Balto-Slavic Languages - Historical Expansion

Historical Expansion

The sudden expansion of Proto-Slavic in the sixth and the seventh century (around AD 600, uniform Proto-Slavic with no detectable dialectal differentiation was spoken from Thessaloniki in Greece to Novgorod in Russia) is according to some connected to the hypothesis that Proto-Slavic was in fact a koiné of the Avar state, i.e. the language of the administration and military rule of the Avar khaganate in Eastern Europe. It is well-known from historical sources that Slavs and Avars jointly attacked the Byzantine Empire and laid siege to Constantinople. According to that interpretation, Avars were a thin layer of military aristocracy in that state/alliance, while the Slavs were a military caste – warriors (i.e. not a nation or ethnicity in the proper sense of that word). Their language – at first possibly only one local speech – once koinéized, became a lingua franca of the Avar state. This might explain how Proto-Slavic spread to the Balkans and the areas of the Danubian basin, and would also explain why the Avars were assimilated so fast, leaving practically no linguistic traces, and that Proto-Slavic was so unusually uniform. However, such a theory fails to explain how Slavic spread to Eastern Europe, an area which had no historical links with the Avar Khanate.

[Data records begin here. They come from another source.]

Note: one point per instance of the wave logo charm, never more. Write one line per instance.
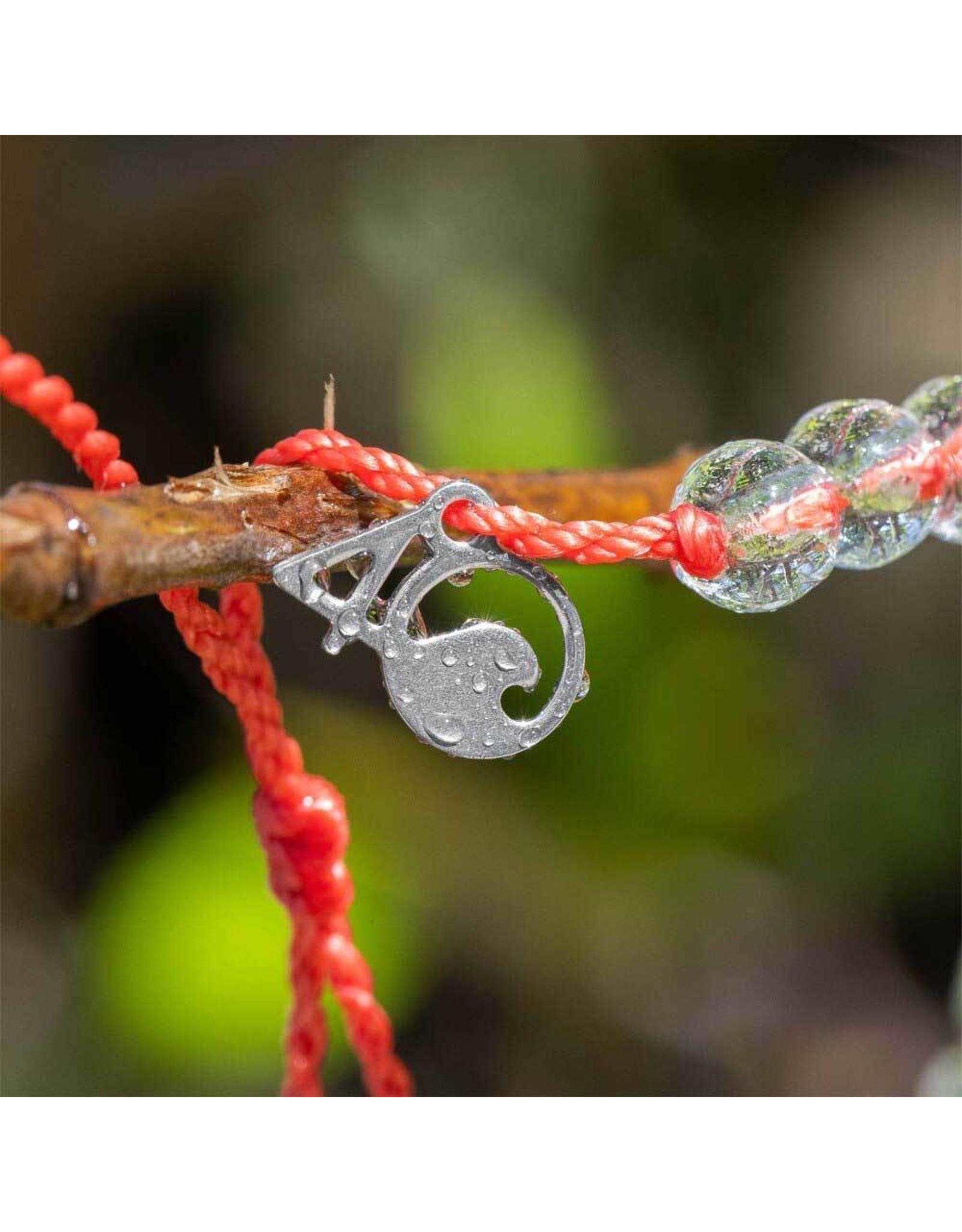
(446, 686)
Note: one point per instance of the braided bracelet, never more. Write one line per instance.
(754, 525)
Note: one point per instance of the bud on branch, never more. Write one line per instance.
(67, 552)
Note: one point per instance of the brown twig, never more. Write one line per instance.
(66, 553)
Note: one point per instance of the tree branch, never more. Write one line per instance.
(66, 552)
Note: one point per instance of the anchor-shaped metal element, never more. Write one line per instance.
(447, 688)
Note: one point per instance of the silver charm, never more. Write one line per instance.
(447, 686)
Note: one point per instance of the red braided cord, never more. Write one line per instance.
(691, 536)
(301, 818)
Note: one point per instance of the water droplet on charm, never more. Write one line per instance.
(445, 728)
(349, 624)
(504, 659)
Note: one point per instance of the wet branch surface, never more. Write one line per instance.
(67, 552)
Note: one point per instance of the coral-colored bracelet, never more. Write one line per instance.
(754, 525)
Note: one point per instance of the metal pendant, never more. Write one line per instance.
(446, 686)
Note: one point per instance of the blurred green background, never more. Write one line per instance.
(735, 869)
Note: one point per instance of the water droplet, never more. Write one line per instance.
(349, 624)
(445, 728)
(504, 659)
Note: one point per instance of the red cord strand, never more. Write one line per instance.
(301, 818)
(691, 536)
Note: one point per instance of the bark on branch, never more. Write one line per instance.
(66, 552)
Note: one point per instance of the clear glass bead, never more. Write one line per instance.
(870, 450)
(781, 514)
(939, 405)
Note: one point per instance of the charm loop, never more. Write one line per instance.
(446, 686)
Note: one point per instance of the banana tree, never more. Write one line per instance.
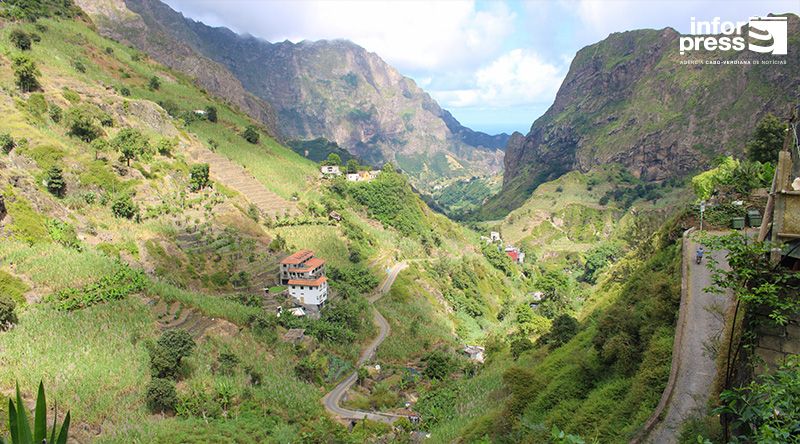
(21, 430)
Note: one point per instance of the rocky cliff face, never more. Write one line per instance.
(629, 99)
(115, 20)
(331, 89)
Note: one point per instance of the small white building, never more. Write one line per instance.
(304, 276)
(330, 170)
(515, 254)
(308, 292)
(474, 352)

That sudden expansion of Proto-Slavic erased most of the idioms of the Balto-Slavic dialect continuum, which left us today with only two branches: Baltic and Slavic (or East Baltic, West Baltic, and Slavic in the minority view). This secession of the Balto-Slavic dialect ancestral to Proto-Slavic is estimated on archaeological and glottochronological criteria to have occurred sometime in the period 1500–1000 BCE.